Selecting an object or stroke to overprint effectively adds the colour values of the overprinted object to the layers below (e.g. blue text becomes green in diagram B). You can use overprinting to prevent knockout and Ghosting. A common use for overprinting is where black text is placed on top of an image or background colour, for other examples see "#WHERE TO USE OVERPRINTING" at the top of the next coloumn. In most other cases TRAPPING is probably the better option see the Trapping tutorial for more information.

# GHOSTING:
A unsightly white gap around the edge of the top object (see diagram A below) is created when two different overlapping colours are not trapped or overprinted. This gap is created by either the paper stretching on the printing press or miss registration. You may think that this means that your printer is not doing his job correctly, not so - it is almost impossible to perfectly align all colours given the movement and distortion that is inherit in a paper medium. Therefore printers use trapping and overprint to compensate.

# RELATED TOPICS:
See also the Trapping Tutorial

# WHY USE IT:
Use overprinting to prevent knock out (see diagram C below). If you don't the printed job will have ghosting and this will detract from your design and the overall job. (See diagram A below)


# WHERE TO USE OVERPRINTING
Use overprinting when you have black text over a picture or coloured background.
Use overprinting when the artwork does not share common ink colours see the (trapping tutorial - diagram B).
Use overprinting when you want to create custom ink mixes when using two spot colours or instead of using the multiply effect as per diagram B.

# HERE'S HOW:
We recommend you use the overprint feature in such programs as Illustrator and Indesign to manually set your overprinting.

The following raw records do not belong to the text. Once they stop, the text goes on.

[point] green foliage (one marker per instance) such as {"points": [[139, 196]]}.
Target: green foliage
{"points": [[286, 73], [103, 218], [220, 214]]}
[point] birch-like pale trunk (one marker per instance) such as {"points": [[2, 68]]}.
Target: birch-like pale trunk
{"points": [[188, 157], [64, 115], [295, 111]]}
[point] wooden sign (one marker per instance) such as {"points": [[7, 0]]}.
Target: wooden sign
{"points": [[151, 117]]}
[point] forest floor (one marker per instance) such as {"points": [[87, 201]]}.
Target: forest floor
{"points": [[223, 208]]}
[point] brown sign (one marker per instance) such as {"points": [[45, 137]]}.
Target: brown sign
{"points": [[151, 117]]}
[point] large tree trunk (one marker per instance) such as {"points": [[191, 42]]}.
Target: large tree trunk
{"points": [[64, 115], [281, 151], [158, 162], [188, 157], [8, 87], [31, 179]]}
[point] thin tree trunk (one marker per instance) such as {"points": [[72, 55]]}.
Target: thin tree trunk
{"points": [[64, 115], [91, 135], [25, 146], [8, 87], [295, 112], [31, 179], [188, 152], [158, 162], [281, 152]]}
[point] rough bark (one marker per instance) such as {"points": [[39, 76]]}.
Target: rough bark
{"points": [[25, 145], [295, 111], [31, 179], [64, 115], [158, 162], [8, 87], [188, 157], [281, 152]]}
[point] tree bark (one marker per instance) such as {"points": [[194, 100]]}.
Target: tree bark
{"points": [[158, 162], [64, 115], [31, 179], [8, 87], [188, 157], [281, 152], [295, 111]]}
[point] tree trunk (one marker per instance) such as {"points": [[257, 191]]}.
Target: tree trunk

Diagram B below shows some blue text set to overprint on top of a yellow block of colour.

You will notice that overprinting the text causes the Cyan to mix with the yellow causing it to go green (eliminating any white gap) normally trapping would be used in this instance, so that the text didn't change colour, we have chosen to overprint the fill here for demonstration purposes (see the trapping tutorial for more details on how to eliminate ghosting with artwork that does not share common ink colours).

# ILLUSTRATOR:
1)
Click Window > Attributes (to open the attributes pallet)
2) Select the text or object with the selection tool
3) With the text or object selected check the overprint fill box in the attributes pallet if your object has a stroke don't forget to set that to overprint also.
4) To view the effect of the overprint prior to printing, click View > Overprint preview.

# INDESIGN:
See Illustrator instructions above it is exactly the same.




Disclaimer: Print Domain offers this advice free of responsibility. It is the sole responsibility of the client to provide files to our specification, any error in provided files and resulting printing is the responsibility of the client.